In addition, I don't believe that the propulsion phase in walking occurs at the correct frequency (i.e. time period) to allow substantial elastic strain energy to be stored and released with each step, while during running, jumping and hopping, storage and release of elastic strain energy is very important.

 

In my paper on the windlass I described the effect of the proximal push and movement of the proximal bones. As the STJ moves from pronation to supination the talar head moves posteriorly relative to the anterior process of the calcaneus. When the tension in the fascia increases and the windlass moves, the head of the phalanx will push the metatarsal head proximally, which will.... push the talar head proximally. This is only true for meatarsal 1,2, and 3. The proximal push on the the 4th and 5th will push he calcaneus proximally while tension in the plantar fascia will pull the calcaneus anteriorly. So, for metatarsals, 4 and 5 you would get a plantar flexion moment of the lateral column, but you would probably not get supination of the STJ.

Eric

 

I agree. Perhaps someone with access to 3D kinematic analysis could put markers on each of the metatarsals and digits and report the data. I'm somewhat surprised that this has seemingly not been done. Perhaps there are methodological difficulties which make it difficult- size of markers, proximity of markers etc.?

 

Hi Kevin,

I agree that the biomechanics of walking and running are obviously not the same.
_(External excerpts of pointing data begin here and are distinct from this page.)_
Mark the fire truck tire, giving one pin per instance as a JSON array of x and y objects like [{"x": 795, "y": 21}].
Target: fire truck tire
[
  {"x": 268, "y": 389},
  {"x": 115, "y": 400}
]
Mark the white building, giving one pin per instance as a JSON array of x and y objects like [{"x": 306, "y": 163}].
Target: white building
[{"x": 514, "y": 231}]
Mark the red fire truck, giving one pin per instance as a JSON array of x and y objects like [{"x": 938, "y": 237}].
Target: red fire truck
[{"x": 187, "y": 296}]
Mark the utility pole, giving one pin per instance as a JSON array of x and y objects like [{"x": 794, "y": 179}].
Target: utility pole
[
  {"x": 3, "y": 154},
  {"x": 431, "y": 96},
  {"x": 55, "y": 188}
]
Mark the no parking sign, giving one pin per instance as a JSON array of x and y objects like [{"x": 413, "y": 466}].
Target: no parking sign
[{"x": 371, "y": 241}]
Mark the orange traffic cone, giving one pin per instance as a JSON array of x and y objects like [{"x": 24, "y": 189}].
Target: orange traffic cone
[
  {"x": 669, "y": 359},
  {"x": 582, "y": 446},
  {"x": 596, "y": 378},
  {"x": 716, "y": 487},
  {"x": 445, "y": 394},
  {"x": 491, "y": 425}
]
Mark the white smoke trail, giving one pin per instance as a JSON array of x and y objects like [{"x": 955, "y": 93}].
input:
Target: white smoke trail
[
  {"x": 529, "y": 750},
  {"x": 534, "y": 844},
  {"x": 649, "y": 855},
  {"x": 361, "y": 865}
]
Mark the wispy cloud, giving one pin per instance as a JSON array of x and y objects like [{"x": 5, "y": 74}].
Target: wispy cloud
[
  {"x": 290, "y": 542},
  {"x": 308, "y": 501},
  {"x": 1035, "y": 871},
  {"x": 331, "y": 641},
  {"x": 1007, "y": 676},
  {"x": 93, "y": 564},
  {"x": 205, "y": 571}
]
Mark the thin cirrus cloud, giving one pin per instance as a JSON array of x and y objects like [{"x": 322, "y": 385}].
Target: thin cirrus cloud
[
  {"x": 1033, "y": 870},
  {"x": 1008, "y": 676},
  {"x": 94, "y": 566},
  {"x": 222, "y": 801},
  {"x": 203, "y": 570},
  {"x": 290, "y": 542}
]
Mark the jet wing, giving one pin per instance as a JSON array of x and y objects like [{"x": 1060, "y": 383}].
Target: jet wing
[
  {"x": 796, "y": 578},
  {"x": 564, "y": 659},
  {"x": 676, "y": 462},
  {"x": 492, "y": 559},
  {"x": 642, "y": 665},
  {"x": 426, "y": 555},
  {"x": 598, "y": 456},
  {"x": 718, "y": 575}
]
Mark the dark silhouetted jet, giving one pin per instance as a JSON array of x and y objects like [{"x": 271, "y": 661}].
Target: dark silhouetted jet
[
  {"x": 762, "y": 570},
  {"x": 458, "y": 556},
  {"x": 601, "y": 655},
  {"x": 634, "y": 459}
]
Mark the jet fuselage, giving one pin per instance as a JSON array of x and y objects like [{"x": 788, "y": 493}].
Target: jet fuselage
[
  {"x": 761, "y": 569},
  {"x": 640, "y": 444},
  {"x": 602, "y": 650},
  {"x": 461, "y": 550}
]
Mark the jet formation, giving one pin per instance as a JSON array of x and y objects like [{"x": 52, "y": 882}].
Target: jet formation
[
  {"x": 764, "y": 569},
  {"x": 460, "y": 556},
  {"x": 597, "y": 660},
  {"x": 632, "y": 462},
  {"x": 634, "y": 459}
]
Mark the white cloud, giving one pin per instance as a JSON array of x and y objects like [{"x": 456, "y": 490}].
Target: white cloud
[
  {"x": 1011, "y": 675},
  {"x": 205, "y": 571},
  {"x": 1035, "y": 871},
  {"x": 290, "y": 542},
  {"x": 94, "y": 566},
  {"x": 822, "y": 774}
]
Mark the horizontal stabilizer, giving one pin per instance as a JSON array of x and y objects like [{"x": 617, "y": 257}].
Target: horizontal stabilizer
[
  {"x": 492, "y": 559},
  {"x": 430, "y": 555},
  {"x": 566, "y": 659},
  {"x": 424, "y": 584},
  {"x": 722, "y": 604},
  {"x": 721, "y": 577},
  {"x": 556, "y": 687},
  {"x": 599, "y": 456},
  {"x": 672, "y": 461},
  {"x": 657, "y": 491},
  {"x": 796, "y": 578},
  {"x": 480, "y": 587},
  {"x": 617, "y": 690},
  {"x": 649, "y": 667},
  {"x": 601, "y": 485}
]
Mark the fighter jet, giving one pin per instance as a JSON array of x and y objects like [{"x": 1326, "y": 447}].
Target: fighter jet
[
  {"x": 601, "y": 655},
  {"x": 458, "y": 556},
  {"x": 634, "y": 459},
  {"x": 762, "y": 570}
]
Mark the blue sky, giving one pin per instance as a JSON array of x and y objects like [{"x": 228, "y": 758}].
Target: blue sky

Maybe a bit off topic but...

I don't agree that the storage and release of elastic strain energy is less important during walking. It may happen in a different manner (economical storage and
release of elastic energy) but it does contribute to elastic recoil by a catapult action in walking through the action on the gastroc/soleus musculo-tendinous unit which will have an affect on the plantar fascia function.

See attached paper (about walking this time!)

Kind regards,
Athol

 

Athol:

Interesting paper, thanks! I think this paper admits that elastic strain energy is different during walking and running and, upon initial skimming through this paper, and previous reading of R. McNeill Alexander's works on the economy of running and walking, I still believe that the elastic strain energy storage and recoil in running is much greater than that in walking. However, I like the analogy of the "catapult" but, honestly, wonder how much mechanical significance this "catapult" really plays in storage and release of energy during human walking. I am still skeptical it is really that signficant but am keeping my mind open. Sounds like this will require much further research.

 

In the foot skeleton I keep by my desk at home (a real one...not a plastic one), I estimate the sagittal plane distance from the center of the 1st metatarsophalangel joint (MPJ) to the estimated plantar sesamoids to be 14 mm. For the lesser MPJs, here are the measurements I made from the center of the MPJs to their plantar aspects when held in anatomic position relative to the ground:

2nd MPJ = 8 mm
3rd MPJ = 7 mm
4th MPJ = 7 mm
5th MPJ = 6 mm.

There are a number of variables at work here that will influence the effect of the "windlass" of all the MPJs on subtalar joint (STJ) moments, assuming an intact plantar fascia:

1. Medial or lateral position of plantar metatarsal head relative to STJ axis (i.e. determines whether MPJ windlass will produce supination or pronation moments across STJ).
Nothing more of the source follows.